Ich glaube allerdings, dass es kein richtig oder falsch gibt, was den Führungsstil angeht. Man muss sich nur ein paar Fragen stellen. Dazu zählen für mich Leistungsstand, Erwartungshaltung, Alter der Spieler/innen, Geschlecht der Mannschaft, das eigene Bild, das Auftreten, das eigene Alter... Eben das insgesamte Bild der Mannschaft, des Trainers, des Vereins und vielleicht auch noch der Eltern. Wenn ein Trainer da nicht die richtige Mischung findet, fliegt er schnell auf die Schnauze.
Allerdings und da würde ich Christof1984 widersprechen, ist es nicht situationsabhängig. Ich ziehe meine Linie durch, immer und überall. Das was du beschreibst, ist ja wieder ein Führungsstil.
Bei Zodiak ist die Wahl wohl nur schweren Willens gefallen auf den autoritären Stil. Das soll beim besten Willen keine Kritik sein, aber ich glaube, dass es auch anders geht. Allerdings bin ich auch kein NLZ-Trainer. 
Bei mir selbst ist es allerdings gar nicht so weit weg von Zodiak, obwohl wir durchaus im Breitensport unterwegs sind (noch). Ich blocke die Eltern komplett ab, da gibt es nur den nötigen Informationsfluss. Es gibt keine Gespräche, keine Beurteilungen, nichts verlässt die Mannschaft über mich. Anders ist es bei den Spielerinnen.

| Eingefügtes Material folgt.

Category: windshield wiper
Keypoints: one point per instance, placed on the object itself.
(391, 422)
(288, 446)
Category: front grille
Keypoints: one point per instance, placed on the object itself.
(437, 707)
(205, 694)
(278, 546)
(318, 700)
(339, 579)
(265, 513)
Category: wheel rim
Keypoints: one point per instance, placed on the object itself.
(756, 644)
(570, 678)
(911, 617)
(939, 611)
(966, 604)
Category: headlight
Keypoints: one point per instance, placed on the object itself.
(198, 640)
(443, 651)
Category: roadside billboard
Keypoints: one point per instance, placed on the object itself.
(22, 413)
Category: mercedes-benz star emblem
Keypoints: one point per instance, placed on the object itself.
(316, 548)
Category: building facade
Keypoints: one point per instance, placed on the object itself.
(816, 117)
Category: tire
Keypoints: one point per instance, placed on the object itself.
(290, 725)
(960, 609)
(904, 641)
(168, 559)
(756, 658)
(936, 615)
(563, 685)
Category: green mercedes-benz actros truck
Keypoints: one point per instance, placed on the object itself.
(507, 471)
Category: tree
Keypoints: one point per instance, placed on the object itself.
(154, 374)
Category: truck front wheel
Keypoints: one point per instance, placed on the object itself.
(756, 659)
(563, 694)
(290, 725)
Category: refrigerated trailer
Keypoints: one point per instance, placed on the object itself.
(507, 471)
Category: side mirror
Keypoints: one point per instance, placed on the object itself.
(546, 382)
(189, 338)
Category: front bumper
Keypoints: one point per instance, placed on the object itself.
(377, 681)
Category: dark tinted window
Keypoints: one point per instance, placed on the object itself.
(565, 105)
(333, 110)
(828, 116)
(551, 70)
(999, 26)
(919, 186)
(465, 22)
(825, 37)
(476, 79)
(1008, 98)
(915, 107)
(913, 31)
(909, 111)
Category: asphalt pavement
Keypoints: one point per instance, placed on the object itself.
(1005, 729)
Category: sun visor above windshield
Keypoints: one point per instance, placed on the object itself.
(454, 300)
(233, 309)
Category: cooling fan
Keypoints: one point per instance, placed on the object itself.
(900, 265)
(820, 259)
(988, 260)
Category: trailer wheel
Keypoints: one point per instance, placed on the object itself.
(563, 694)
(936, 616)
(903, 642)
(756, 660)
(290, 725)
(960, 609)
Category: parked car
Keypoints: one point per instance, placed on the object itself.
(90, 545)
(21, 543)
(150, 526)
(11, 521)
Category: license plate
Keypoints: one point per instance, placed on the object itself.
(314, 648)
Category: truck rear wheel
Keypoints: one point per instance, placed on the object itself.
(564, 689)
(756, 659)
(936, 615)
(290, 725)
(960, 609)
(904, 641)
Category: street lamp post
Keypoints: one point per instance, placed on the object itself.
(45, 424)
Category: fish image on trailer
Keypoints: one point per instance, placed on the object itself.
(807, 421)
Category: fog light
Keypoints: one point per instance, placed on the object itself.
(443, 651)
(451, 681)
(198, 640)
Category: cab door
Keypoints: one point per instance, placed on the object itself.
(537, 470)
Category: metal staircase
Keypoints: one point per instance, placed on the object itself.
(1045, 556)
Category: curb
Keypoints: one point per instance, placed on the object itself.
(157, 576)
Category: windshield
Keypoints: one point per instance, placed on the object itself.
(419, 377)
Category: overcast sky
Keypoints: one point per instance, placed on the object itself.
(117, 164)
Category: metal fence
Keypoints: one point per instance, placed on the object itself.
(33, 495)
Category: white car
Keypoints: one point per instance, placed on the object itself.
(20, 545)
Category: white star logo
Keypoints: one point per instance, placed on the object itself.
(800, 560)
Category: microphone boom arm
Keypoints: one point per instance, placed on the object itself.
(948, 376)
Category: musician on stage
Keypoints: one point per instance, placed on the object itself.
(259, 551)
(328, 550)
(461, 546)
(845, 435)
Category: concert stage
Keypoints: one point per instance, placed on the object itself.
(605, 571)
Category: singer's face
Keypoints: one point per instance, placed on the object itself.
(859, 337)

Die Autorität liegt ganz klar bei mir, ich bestimme und gehe voraus. Allerdings ist dafür die Voraussetzung, dass ich alles, was ich fordere selbst umsetze. Ich höre allerdings auf jeden, probiere viel aus, was gewünscht oder vorgeschlagen wird.
Ganz wichtig sind mir Einzelgespräche. Keine zwanghaften, sondern vor/nach dem Training. Vielleicht auf dem Weg zum Spiel im Auto, vielleicht beim Bälle aufpumpen. Immer mal wieder reinhören, bei jeder/m allerdings. Auch ein bisschen zwischen den Zeilen lesen. Ebenso wichtig finde ich es, die Gespräche innerhalb der Mannschaft zu hören. Das ist als Trainer schwer, wenn man aufpasst, bekommt man es allerdings mit und kann so vielem vorbeugen oder noch rechtzeitig reagieren.
Geht man diesen Weg, habe ich festgestellt, werden die Eltern "miterzogen." Die Mädels machen selbst zu Hause Druck, sie wollen ins Training gehen und nicht der Familie zum Essen. Sie wollen pünktlich sein und meckern eben solange, bis die Eltern auch pünktlich losfahren.
Das Ganze nennt sich dann im DFB-Jargon Kooperativ-Leistungsorientiert denke ich. Natürlich mit kleinen Anpassungen und in meinem Fall mit leichter Tendenz zum autoritäten-erfolgsorientierten Stil. Ist wohl auch nahe dran an deinem Prinzip, guenter. Auch wenn ich solche Einteilungen in Kategorien immer eher meiden würde, am besten ist es wohl, wenn man überall sammelt und das beste behält.